Let’s reflect together and see….
The LibreOffice Draw version of this document is available.
Source for Framework and Supporting Information Moving from standards to instructional practice Willard R Daggett. National Association of Secondary School Principals. NASSP Bulletin Reston:Dec 2000. Vol. 84, Iss. 620, p. 66-72 (7 pp.)
In the figure above, you can see several components:
When I played around with this framework before, I was more focused on comparing LOTI to the Rigor and Relevance Framework:
As you might imagine, things are a bit different. I’m not sure that in the revised framework, that SAMR fits…what do you think?
Rigor & Relevance Framework: What is it?
The Rigor/Relevance Framework is based on two continua, a knowledge taxonomy and an application model. The knowledge taxonomy (familiar to educators who have studied Bloom’s Taxonomy of learning) describes the increasingly complex ways in which people think. At the low end is the ability to acquire knowledge and recall or locate that knowledge in a simple manner. The high end of the knowledge taxonomy denotes more complex and abstract cognitive activities. At this level, knowledge is fully integrated into one’s mind and can be located and combined in logical and creative ways. Assimilation of knowledge is a good way to describe the activity represented by this high end of the knowledge taxonomy. The assimilation level is often referred to as higher-order thinking skills; individuals performing at this level can solve complex problems and create unique work.
The second continuum, known as the application model, is one of action. Although the knowledge continuum is largely passive, the action continuum describes putting knowledge to use. At the low end, an individual acquires knowledge for its own sake; at the high end, an individual uses that knowledge to solve unpredictable real-world problems.

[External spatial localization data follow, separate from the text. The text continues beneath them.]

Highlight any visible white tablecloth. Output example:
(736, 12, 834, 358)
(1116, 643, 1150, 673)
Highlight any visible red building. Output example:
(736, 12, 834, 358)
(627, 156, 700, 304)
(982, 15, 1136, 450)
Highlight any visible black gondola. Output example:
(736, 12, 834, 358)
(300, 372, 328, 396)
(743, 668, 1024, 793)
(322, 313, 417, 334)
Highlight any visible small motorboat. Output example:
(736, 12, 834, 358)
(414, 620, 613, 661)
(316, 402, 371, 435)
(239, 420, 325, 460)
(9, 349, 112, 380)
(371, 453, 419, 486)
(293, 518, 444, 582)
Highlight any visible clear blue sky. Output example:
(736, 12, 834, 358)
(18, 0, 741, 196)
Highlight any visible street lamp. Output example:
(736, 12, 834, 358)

The Rigor/Relevance Framework is represented by a four-quadrant model. Quadrant A (acquisition) represents gathering, understanding, and storing bits of knowledge for its own sake. Quadrant C (assimilation) represents more complex thinking: students extend and refine their knowledge to use it automatically and routinely to analyze and solve complex problems and create unique solutions, but it is still knowledge for its own sake. Quadrants B (application) and D (adaptation) represent knowledge in action. In Quadrant B, students use acquired knowledge to solve problems and design solutions. The highest level of application is to apply appropriate knowledge to new and unpredictable situations. At the Adaptation level (D), students are able to use their extensive knowledge and skills to create solutions to perplexing problems and take action that further develops their skills and knowledge.